We assume that household i has Ji members and one-member j is a representative completer. The probability that household i responds through representative completer j is defined as \(P_{i,j}\). The probability that household i does not respond is \(P_{i,0}\). If the utility function for “no-response” is defined by \(V_{i,0}\) and that for response by member j is \(V_{i,j}\), the choice probability of each alternative can be expressed by the following multinomial logit model with the well-known assumption of error term (independent and identically distributed Gumbel distribution) for utility functions:

$$\begin{aligned} P_{i,0} & = \frac{{\exp V_{i,0} }}{{\exp V_{i,0} + \mathop \sum \nolimits_{j = 1}^{{J_{i} }} \exp V_{i,j} }} \\ P_{i,j} & = \frac{{\exp V_{i,j} }}{{\exp V_{i,0} + \mathop \sum \nolimits_{j = 1}^{{J_{i} }} \exp V_{i,j} }}\quad for \, j \ne 0 \\ \end{aligned}$$
(1)

Note that the choice set of this model is variable across households.

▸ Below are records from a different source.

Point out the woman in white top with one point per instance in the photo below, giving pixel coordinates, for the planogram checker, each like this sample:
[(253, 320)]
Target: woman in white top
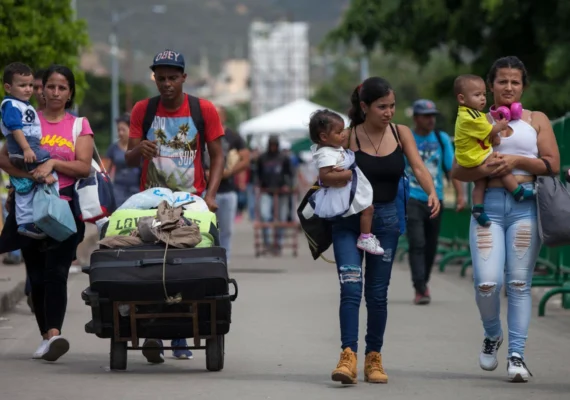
[(510, 246)]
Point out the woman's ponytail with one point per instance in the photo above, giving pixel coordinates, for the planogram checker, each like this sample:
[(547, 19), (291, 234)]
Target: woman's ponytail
[(355, 113)]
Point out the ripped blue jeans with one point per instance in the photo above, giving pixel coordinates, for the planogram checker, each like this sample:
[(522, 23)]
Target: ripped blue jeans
[(506, 250), (377, 274)]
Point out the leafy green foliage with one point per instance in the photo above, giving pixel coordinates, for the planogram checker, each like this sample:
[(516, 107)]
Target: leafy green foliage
[(96, 106), (474, 33), (40, 33)]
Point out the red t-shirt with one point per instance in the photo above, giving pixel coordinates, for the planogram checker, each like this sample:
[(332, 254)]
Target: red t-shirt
[(178, 165)]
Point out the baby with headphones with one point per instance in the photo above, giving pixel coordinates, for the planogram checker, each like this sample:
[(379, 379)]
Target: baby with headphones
[(475, 137)]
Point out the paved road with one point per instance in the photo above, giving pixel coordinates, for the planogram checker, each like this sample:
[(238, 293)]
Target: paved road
[(284, 342)]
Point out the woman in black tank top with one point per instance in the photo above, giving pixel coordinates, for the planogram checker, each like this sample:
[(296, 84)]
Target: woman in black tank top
[(379, 147)]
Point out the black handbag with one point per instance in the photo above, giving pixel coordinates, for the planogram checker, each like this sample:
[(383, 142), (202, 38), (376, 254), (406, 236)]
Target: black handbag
[(318, 231)]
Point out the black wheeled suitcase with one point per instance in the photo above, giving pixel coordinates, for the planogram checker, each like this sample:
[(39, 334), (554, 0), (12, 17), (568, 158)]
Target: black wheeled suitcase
[(142, 273)]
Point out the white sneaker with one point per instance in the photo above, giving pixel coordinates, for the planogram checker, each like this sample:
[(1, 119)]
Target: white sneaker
[(517, 369), (40, 350), (55, 348), (488, 356), (370, 245)]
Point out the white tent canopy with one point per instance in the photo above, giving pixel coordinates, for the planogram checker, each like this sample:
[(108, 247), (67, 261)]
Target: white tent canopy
[(290, 120)]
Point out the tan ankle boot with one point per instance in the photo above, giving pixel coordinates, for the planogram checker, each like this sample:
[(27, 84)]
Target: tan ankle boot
[(346, 370), (373, 370)]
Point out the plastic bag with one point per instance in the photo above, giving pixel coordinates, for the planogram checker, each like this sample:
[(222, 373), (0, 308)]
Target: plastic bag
[(152, 197)]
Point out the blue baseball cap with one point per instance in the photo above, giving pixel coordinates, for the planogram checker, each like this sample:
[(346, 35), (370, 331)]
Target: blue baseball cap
[(168, 58), (424, 107)]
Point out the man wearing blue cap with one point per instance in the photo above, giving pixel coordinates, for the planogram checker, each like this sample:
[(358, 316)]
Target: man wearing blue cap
[(169, 133), (437, 152)]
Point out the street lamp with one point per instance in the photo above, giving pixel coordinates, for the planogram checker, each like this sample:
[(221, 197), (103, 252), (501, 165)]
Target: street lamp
[(116, 18)]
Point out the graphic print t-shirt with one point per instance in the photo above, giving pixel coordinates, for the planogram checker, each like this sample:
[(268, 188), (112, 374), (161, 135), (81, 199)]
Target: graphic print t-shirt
[(57, 139), (178, 165), (434, 158)]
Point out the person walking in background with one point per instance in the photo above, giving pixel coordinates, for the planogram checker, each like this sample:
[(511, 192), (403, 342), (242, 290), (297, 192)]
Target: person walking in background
[(275, 181), (436, 151), (252, 183), (236, 155), (126, 179)]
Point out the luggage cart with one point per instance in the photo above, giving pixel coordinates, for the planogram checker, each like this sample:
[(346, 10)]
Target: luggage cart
[(290, 229), (205, 319)]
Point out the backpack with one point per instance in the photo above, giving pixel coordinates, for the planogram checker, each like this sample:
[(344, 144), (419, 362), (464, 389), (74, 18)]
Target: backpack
[(445, 171), (195, 113)]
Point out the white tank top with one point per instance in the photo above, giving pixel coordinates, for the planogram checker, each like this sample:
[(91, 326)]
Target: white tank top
[(523, 142)]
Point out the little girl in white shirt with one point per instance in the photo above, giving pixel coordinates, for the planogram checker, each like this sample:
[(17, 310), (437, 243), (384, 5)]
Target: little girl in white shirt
[(326, 130)]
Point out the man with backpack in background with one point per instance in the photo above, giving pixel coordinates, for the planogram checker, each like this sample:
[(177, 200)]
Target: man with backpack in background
[(437, 152), (169, 134)]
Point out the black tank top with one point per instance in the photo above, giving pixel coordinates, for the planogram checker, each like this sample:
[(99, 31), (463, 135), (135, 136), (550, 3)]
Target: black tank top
[(383, 172)]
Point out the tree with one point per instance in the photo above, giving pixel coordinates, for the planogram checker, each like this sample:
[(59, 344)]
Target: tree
[(97, 105), (474, 33), (40, 33)]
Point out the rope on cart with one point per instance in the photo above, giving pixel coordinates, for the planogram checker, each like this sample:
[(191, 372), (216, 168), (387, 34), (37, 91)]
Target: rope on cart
[(169, 299)]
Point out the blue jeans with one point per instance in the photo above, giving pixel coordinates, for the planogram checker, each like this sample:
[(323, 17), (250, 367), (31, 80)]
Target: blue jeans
[(16, 254), (508, 249), (345, 232), (226, 215)]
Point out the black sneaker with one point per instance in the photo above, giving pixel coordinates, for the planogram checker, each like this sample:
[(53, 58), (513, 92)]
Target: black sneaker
[(488, 356), (517, 369)]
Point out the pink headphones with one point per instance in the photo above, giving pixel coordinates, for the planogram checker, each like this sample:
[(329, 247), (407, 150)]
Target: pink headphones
[(509, 113)]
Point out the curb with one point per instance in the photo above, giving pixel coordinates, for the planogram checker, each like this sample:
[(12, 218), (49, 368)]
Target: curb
[(8, 300)]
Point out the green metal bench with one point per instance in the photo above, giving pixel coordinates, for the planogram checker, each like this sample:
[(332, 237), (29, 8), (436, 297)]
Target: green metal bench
[(459, 222)]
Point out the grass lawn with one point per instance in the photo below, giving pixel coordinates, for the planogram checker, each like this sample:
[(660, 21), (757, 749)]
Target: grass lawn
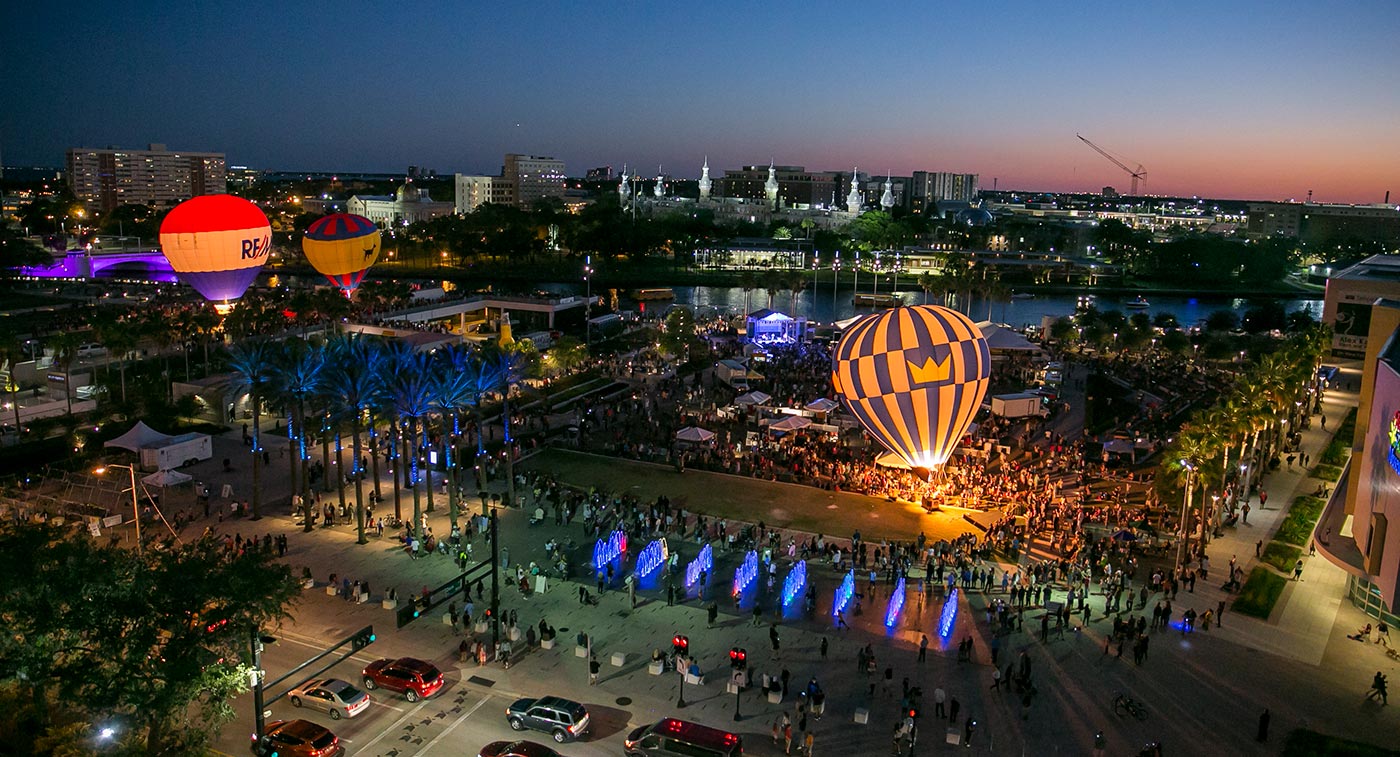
[(1260, 592), (1281, 556), (1298, 525), (1309, 743)]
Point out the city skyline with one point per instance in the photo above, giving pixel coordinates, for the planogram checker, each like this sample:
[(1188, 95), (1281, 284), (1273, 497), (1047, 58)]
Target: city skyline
[(1248, 102)]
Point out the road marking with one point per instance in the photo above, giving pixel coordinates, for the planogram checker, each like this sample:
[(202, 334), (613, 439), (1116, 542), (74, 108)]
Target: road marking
[(396, 724), (457, 722)]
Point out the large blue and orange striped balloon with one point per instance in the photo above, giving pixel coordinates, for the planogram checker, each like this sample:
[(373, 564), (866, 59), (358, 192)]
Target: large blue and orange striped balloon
[(914, 378), (342, 246)]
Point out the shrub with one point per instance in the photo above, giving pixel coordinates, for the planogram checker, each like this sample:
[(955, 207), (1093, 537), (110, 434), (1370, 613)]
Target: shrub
[(1281, 556), (1298, 525), (1260, 593)]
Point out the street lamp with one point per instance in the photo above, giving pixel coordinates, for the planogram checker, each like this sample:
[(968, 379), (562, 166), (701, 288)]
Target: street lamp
[(1186, 507), (136, 508)]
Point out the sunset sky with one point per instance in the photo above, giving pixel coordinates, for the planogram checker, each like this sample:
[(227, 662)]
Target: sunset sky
[(1253, 100)]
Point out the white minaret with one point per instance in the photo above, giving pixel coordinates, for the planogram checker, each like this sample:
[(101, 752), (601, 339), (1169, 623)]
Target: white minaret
[(853, 200), (770, 188), (704, 179)]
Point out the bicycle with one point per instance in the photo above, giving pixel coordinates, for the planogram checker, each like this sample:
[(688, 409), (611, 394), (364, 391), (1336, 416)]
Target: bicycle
[(1124, 705)]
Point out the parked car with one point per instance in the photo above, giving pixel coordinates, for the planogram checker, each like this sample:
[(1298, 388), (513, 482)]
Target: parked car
[(515, 749), (413, 677), (339, 698), (297, 739), (564, 719)]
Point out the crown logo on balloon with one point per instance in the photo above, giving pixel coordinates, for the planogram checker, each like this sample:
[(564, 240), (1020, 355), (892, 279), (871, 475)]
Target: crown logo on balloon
[(930, 371)]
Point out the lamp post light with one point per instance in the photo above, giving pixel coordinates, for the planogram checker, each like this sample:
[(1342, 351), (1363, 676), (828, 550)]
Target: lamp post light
[(136, 507), (1186, 507)]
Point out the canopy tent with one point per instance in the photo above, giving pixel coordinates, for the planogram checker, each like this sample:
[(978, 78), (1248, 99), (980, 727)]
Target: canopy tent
[(1000, 337), (752, 398), (1119, 447), (165, 479), (822, 405), (791, 423), (695, 434), (139, 437)]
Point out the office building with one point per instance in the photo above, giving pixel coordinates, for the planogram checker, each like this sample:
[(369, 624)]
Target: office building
[(104, 179), (408, 206), (534, 178), (930, 186), (472, 192)]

The size of the choice set is \(J_{i} + 1\) for household i; that choice set includes the situation of “no-response” and that in which member j in \(J_{i}\) will respond as the representative completer. If the data for the representative completer is available, Eq. (1) can be a standard multinomial logit model, and the standard estimation procedure will be possible. However, we assume that the data for the representative completer is unavailable, and thus, this model will not be the same as a standard multinomial logit model.

We can observe the data of household-based non-response or response, which correspond to probability \(P_{i,0}\) and \(\mathop \sum \nolimits_{j} P_{i,j}\), respectively. Then, we can estimate the model with this partial observation. We maximize the likelihood \(L^{*}\) (or the log likelihood L) to estimate the parameters in the model as follows:

$$L^{*} = \mathop \prod \limits_{i \in N} P_{i,0}^{{1 - \delta_{i} }} \left( {\mathop \sum \limits_{j = 1}^{{J_{i} }} P_{i,j} } \right)^{{\delta_{i} }}$$
(2)
$$\begin{aligned} L = \ln L^{*} & = \mathop \sum \limits_{i \in N} \left\{ {\left( {1 - \delta_{i} } \right)\ln P_{i,0} + \delta_{i} \ln \mathop \sum \limits_{j = 1}^{{J_{i} }} P_{i,j} } \right\} \\ \delta_{i} & = \left\{ {\begin{array}{*{20}l} {1:{\text{household }}i {\text{ responds}}} \\ {0:{\text{otherwise}}} \\ \end{array} } \right. \\ \end{aligned}$$
(3)

This model is equivalent to a type of MAX model in the group-decision models proposed by Zhang et al. (2009). For details of this equivalence, see the "Appendix A1". "Appendix A1" also discusses how the binary choice indicator \(\delta_{i}\) is sufficient to estimate the multinomial choice model in Eq. (1), which usually requires an observed choice indicator to identify the completer.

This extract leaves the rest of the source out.